Pain from cardiac ischaemia can have a range of presentations. This can include chest, arm, shoulder pain, face or jaw pain. While sudden chest pain that may travel down the arm is a typical presentation classic teaching is that cardiac ischemia can present with tooth, jaw, or facial pain as its sole symptom. The aim of this review is to investigate the incidence of jaw, tooth, or facial pain as the sole symptom of cardiac ischemia.
A search was conducted in the PubMed database for all studies in humans in which cardiac pain originated in the face, teeth, or jaw. Only English language papers were included. Studies were assessed for bias and quality.
- 18 studies were included (2 prospective cohorts and 16 case reports).
- All except one of the case reports related to a single patient.
- 9 reports were categorized as weak, 8 moderate, and one strong methodological quality.

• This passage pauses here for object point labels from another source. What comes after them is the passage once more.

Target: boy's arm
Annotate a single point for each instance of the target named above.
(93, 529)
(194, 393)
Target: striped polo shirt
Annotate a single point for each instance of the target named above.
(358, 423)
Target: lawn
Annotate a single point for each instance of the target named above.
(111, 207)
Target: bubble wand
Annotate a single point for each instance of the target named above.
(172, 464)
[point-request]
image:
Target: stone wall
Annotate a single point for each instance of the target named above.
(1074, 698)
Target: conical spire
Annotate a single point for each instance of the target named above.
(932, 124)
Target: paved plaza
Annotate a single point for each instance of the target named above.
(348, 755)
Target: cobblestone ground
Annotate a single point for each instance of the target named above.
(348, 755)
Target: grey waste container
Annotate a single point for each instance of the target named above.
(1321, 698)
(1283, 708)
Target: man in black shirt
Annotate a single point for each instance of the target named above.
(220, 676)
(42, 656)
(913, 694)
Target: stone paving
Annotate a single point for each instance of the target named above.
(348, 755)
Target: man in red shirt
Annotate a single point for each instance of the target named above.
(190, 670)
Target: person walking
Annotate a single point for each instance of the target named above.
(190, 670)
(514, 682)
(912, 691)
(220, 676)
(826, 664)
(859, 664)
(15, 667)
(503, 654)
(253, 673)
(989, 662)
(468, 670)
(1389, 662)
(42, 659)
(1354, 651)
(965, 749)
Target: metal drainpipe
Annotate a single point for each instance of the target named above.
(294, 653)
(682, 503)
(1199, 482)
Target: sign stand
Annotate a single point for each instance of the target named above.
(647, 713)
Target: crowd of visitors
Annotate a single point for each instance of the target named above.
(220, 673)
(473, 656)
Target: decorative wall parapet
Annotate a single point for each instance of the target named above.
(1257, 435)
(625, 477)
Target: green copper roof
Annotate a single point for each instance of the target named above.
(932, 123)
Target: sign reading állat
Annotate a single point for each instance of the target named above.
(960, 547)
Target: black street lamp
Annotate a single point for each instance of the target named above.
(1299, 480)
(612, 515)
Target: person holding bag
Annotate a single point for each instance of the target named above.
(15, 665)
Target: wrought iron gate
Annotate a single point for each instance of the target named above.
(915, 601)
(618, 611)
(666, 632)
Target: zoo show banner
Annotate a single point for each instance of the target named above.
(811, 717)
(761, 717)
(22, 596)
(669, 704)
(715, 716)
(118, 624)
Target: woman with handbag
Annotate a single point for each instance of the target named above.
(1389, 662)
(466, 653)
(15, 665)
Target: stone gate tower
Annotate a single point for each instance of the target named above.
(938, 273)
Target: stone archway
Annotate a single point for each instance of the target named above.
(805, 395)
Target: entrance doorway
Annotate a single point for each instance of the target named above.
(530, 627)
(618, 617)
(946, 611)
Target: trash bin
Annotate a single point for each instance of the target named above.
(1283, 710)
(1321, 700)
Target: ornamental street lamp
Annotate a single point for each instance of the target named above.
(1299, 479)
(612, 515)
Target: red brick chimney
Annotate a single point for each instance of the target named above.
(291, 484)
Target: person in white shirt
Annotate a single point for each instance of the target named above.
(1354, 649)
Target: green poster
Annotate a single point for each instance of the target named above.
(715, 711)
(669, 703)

- 7 studies noted jaw, tooth, or facial pain as the lone symptom of cardiac origin. The study with the strongest methodology reported that 6% of patients with pain of cardiac origin had jaw or face pain as their only symptom, but all of these patients except one described the pain as ‘pressure’ or ‘burning’.
The authors concluded
Cardiac ischemia may present in no anatomic location other than face or jaw. However, despite frequent claims in the literature to the contrary, the lack of methodological quality of the studies investigated impedes a firm conclusion of face, jaw, or tooth pain as the only symptom of cardiac insufficiency.
Comment
As only a single database was searched and only English language articles were included it is likely that other relevant articles could have been missed. While the available evidence is limited as the authors note that there is the possibility of atypical presentations of cardiac ischaemia as tooth, jaw, or facial pain.
Links
Jalali N, Vilke GM, Korenevsky M, Castillo EM, Wilson MP. The Tooth, the Whole Tooth, and Nothing But the Tooth: Can Dental Pain Ever Be the Sole Presenting Symptom of a Myocardial Infarction? A Systematic Review. J Emerg Med. 2014 Jan 25. pii: S0736-4679(13)01397-8. doi: 10.1016/j.jemermed.2013.11.071. [Epub ahead of print] PubMed PMID: 24472352.